Understanding Your Agent
Blogger: Rachelle Gardner
If you’ve been reading agent blogs for awhile, you’re aware that the agent-client relationship can be a wonderful, long-term, productive association. Like any important relationship, it’s not always easy — sometimes it takes work to make it succeed. It has a better chance of working if each of you has some understanding of what it’s like on the other side of the table.
We agents spend a lot of time with writers, always trying to learn more about what it’s like to be you. So today I want to give you a few tips that will help you understand what it’s like to be us:
…is not a mind reader. If you’re having an issue—if you feel the agent is inattentive, or you need more feedback or more frequent communication—it’s best if you let your agent know. They can’t fix a problem if they’re not aware of it.

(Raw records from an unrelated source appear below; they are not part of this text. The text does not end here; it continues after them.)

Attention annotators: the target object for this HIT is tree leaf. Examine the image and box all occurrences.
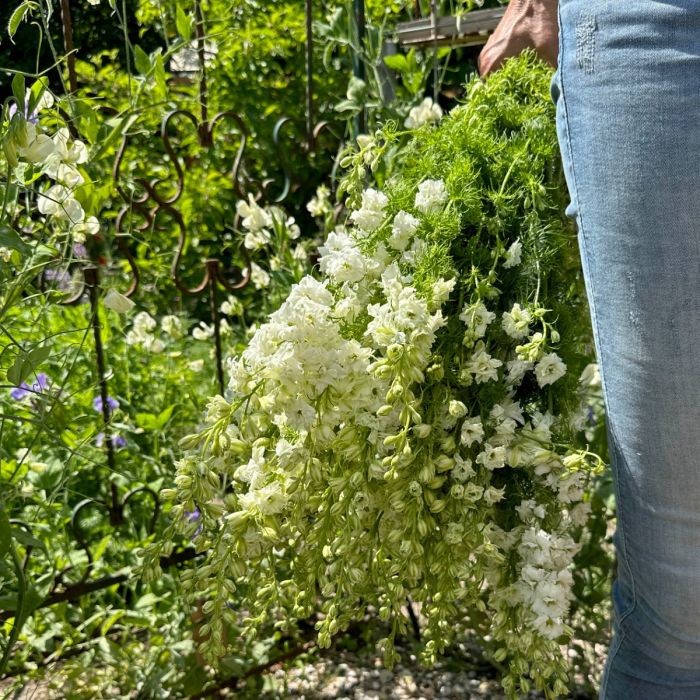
[0,508,12,558]
[7,0,37,44]
[0,226,31,255]
[134,44,151,75]
[384,54,409,73]
[175,4,192,42]
[12,73,26,114]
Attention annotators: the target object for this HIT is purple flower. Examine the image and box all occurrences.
[95,433,126,450]
[92,396,119,415]
[185,506,204,539]
[44,267,71,292]
[10,372,49,401]
[588,406,598,425]
[73,243,87,258]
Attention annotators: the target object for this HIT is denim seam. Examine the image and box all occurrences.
[598,629,625,700]
[558,4,637,636]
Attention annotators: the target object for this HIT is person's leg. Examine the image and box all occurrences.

…has dozens of clients, while you have one agent. Of course, we try to help you feel like you’re our only client, but you know that’s not true. There’s no excuse for poor communication skills or lack of timely interactions, but if you have a realistic picture of the situation, it’s easier to maintain reasonable expectations.
…wants to hear from you! My clients often start their calls or emails with, “I know you’re busy, I don’t want to take up too much of your time…” and I do appreciate how conscientious people are. But if I’ve agreed to rep you, then I WANT you to take up my time when you need to. So don’t hesitate to make contact.
…has your best interest in mind. Even when we give advice you don’t want to hear, even when we sometimes have to explain that the publisher is right, even when we can’t get you every last contract provision you’d like… we are still advocating for you.
…is probably an agent because of a genuine love for authors, books, and publishing. Don’t forget this basic truth! We are all on the same side. Agents exist to partner with, and advocate for, authors. It’s not an adversarial relationship, and if it is, it’s not working right. Agents aren’t in this business because they want to get rich – if money was the most important thing, they’d be doing something else. Like you, your agent appreciates the written word and wants to see great books published.
What are some hints you’d like to give agents so that they’ll understand what it’s like on YOUR side of the table?